L'insecte, baptisé « Megachile (Hackeriapis) lucifer », tire son nom du terme latin lucifer (« porteur de lumière ») et, de manière ludique, du personnage de la populaire série télévisée du même nom, a précisé l'institution, basée à Perth (Australie occidentale).
« La femelle avait de petites cornes sur le visage. A cette époque, je regardais la série 'Lucifer' et le nom lui convenait parfaitement.
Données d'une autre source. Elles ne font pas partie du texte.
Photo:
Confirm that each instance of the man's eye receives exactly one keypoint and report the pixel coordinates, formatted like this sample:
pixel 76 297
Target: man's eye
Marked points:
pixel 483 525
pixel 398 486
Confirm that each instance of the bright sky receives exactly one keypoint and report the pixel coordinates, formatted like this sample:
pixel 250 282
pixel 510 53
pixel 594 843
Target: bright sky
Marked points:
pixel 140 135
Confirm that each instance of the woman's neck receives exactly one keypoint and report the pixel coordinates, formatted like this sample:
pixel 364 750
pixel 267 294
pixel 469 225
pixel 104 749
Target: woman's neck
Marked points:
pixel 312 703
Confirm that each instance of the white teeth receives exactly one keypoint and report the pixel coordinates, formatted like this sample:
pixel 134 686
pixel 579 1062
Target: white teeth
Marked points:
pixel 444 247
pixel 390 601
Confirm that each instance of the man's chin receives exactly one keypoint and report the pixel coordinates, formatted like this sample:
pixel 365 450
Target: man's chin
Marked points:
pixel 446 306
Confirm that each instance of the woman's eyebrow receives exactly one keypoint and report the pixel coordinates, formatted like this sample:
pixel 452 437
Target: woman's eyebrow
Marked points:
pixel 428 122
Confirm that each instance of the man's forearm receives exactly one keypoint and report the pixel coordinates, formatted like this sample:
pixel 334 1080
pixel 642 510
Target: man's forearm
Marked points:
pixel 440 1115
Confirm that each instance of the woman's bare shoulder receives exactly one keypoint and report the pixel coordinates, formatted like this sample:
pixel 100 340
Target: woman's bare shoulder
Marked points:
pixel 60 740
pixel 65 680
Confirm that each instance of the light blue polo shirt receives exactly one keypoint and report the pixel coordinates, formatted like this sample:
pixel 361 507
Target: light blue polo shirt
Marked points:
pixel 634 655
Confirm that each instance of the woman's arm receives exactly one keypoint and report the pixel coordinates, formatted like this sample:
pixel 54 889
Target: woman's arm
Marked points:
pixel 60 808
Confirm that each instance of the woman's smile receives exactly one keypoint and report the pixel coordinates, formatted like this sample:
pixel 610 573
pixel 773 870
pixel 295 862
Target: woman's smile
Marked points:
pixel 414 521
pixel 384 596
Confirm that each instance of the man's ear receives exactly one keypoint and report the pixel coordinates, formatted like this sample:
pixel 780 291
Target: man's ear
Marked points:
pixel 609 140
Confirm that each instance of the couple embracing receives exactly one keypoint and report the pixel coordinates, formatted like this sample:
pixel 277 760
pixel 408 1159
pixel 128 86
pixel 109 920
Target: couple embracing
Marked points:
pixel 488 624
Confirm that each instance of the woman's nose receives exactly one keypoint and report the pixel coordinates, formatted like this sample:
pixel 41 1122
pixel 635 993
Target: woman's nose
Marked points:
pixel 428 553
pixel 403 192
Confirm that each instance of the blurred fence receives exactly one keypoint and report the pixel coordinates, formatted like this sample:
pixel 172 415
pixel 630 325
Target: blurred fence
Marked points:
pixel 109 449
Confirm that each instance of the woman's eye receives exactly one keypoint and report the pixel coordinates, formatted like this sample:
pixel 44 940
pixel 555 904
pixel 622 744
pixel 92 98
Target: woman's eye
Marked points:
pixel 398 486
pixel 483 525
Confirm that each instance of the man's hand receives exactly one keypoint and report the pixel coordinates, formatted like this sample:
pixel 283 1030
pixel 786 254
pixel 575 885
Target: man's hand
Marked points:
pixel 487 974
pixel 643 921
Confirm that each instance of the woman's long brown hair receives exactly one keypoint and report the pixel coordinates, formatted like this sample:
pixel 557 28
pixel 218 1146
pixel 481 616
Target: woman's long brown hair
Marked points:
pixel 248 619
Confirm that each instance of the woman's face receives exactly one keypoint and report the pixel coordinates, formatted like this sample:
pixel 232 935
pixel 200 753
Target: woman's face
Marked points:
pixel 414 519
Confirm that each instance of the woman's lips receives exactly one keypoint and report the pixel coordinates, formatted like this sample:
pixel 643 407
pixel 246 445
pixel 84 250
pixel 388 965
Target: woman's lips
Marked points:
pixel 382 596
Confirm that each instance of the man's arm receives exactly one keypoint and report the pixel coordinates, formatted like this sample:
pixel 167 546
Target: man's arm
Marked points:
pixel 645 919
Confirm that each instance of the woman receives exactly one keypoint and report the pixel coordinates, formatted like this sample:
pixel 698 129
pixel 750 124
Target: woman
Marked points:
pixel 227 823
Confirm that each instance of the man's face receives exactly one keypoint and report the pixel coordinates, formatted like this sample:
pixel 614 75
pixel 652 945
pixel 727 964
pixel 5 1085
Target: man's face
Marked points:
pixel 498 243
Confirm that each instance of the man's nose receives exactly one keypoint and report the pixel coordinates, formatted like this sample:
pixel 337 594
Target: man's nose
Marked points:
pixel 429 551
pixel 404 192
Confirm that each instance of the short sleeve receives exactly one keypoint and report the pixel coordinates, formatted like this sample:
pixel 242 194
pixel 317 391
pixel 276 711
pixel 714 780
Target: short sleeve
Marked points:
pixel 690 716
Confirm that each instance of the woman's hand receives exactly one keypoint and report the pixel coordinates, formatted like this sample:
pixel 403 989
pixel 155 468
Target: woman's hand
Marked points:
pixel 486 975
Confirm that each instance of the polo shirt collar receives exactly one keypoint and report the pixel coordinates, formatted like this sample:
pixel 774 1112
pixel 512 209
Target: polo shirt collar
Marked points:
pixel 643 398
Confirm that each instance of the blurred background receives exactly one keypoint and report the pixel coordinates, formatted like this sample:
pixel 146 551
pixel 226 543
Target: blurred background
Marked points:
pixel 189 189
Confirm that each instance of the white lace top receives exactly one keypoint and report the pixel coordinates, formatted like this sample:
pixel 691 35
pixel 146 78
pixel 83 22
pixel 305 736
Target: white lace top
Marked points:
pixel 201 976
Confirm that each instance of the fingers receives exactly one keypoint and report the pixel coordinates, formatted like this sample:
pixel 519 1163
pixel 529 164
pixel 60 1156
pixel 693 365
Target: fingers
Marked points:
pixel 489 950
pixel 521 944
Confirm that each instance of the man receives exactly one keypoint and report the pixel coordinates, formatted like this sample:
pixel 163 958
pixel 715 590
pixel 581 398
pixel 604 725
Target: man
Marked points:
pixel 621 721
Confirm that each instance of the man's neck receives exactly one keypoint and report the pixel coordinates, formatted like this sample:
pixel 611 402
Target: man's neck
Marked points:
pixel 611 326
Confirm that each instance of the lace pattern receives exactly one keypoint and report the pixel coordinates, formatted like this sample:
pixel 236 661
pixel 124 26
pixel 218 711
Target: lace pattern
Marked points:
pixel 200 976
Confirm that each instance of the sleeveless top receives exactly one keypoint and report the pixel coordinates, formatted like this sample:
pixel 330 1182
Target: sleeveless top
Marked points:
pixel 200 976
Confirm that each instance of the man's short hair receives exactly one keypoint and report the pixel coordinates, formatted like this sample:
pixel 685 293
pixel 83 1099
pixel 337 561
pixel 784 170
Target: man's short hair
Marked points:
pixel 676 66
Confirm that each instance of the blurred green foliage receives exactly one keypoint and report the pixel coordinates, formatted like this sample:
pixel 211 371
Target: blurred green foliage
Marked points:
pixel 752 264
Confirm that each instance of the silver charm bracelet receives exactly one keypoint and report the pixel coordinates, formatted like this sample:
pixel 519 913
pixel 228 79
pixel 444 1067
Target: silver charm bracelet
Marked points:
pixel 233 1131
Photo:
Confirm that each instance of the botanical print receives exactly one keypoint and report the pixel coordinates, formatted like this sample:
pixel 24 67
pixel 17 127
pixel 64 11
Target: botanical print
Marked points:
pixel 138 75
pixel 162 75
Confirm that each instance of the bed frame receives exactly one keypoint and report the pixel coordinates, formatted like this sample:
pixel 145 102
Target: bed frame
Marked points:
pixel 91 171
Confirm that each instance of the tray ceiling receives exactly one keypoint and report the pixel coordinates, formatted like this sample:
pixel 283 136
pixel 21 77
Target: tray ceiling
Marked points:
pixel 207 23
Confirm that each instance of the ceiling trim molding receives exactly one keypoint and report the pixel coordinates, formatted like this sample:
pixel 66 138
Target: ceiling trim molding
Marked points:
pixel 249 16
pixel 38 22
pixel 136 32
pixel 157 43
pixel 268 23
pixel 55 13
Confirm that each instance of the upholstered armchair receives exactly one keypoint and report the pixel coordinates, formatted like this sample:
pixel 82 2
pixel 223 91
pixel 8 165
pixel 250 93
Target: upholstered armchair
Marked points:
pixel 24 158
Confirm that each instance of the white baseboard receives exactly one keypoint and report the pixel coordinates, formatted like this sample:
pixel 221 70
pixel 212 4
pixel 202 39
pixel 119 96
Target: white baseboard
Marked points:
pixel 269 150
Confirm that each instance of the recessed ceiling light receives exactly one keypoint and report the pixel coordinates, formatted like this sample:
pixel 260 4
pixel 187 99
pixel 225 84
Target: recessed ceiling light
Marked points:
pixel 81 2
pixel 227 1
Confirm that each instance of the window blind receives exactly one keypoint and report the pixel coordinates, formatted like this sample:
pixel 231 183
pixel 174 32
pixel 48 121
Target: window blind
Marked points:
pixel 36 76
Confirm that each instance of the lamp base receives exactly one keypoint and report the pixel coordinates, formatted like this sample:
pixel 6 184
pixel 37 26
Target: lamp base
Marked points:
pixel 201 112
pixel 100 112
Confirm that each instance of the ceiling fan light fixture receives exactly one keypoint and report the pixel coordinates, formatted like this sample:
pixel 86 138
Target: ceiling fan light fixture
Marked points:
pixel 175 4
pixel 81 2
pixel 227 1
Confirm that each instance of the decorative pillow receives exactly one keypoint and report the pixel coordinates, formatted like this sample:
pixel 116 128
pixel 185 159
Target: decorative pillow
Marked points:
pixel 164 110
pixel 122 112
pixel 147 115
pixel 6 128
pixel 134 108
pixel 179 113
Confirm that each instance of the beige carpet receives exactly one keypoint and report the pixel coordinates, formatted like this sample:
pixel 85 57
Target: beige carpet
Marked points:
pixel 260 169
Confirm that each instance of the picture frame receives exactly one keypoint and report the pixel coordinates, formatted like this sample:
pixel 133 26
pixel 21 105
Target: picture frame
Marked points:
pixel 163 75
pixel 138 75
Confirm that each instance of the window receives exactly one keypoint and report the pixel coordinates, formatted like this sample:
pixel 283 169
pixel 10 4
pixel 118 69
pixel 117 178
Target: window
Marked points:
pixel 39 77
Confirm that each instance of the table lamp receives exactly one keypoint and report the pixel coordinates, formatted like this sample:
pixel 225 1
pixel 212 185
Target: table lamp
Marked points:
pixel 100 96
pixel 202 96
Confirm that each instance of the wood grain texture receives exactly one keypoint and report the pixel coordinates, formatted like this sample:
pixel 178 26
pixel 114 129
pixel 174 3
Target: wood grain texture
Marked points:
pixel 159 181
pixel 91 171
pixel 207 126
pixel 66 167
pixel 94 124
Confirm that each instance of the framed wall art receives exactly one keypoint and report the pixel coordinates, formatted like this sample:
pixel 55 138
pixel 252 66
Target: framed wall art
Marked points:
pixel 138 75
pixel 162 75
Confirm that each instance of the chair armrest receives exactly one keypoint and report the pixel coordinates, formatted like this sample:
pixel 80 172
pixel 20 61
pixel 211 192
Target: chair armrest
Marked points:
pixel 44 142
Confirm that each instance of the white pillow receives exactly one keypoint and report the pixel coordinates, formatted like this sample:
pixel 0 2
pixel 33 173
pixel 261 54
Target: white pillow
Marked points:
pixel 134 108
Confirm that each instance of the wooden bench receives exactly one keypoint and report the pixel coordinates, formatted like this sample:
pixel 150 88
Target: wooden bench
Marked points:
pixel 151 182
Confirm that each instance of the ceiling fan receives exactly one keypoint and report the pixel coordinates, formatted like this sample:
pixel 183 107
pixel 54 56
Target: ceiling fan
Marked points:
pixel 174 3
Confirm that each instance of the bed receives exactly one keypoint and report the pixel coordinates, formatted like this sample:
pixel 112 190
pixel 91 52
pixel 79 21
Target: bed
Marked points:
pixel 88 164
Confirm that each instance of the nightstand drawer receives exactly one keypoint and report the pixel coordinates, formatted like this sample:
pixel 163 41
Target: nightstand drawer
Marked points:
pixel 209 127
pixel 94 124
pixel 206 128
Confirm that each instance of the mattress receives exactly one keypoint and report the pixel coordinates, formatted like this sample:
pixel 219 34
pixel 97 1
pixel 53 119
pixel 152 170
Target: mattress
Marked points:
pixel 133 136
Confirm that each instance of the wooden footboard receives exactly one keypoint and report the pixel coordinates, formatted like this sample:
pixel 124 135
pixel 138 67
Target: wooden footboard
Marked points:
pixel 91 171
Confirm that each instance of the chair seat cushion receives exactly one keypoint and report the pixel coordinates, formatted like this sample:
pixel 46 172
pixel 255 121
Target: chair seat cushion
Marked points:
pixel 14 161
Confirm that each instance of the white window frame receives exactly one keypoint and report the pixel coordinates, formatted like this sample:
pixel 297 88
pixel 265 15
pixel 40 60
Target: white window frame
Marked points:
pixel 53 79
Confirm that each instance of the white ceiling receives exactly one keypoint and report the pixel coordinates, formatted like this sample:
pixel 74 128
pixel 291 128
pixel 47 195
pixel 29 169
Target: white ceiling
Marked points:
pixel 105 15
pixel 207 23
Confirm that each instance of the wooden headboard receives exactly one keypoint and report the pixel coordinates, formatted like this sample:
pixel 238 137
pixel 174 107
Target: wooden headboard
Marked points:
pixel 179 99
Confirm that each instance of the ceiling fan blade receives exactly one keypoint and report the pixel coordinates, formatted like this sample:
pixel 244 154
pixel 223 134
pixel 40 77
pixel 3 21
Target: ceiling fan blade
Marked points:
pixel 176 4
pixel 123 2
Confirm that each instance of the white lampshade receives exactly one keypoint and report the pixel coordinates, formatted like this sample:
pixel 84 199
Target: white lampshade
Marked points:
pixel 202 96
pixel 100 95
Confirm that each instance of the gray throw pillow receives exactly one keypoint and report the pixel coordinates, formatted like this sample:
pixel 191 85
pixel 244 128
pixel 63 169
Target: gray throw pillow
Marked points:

En plus, je suis un grand fan du personnage », a expliqué le chercheur Kit Prendergast, auteur de la découverte, cité dans le communiqué.
La scientifique a précisé que les tests ADN ont confirmé que les spécimens mâles et femelles qu'elle a trouvés appartenaient à la même espèce et qu'ils ne correspondaient à aucun des spécimens enregistrés dans les bases de données ou dans les collections des musées.
La découverte, publiée dans la revue « Journal of Hymenoptera Research », centrée sur ce type d'insecte, est la première depuis plus de vingt ans au sein de ce groupe d'abeilles, et souligne à quel point on sait encore peu de choses sur les pollinisateurs indigènes australiens.
« Cela montre qu'il y a encore de la vie à découvrir, même dans les zones menacées par l'exploitation minière, comme les Goldfields », a déclaré Prendergast, qui a averti que la nouvelle abeille et la fleur qu'elle pollinise, « Marianthus aquilonarius », une espèce en danger critique d'extinction originaire d'Australie, pourrait être menacée par la perte d'habitat et le changement climatique.
La région de Goldfields, située dans l’arrière-pays de l’Australie occidentale, à environ 600 kilomètres à l’est de Perth, est un centre majeur d’extraction d’or, de nickel et d’autres minéraux, mais abrite également des écosystèmes uniques, avec de vastes zones de brousse et de désert, où survivent des espèces endémiques de flore et de faune.
Selon le chercheur, « de nombreuses sociétés minières ne réalisent toujours pas d’études sur les abeilles indigènes, nous pourrions donc perdre des espèces sans même savoir qu’elles existent ».
La découverte coïncide avec la Semaine australienne des pollinisateurs, qui célèbre l'importance des abeilles, des papillons et d'autres insectes dans le maintien des écosystèmes et la production de nourriture.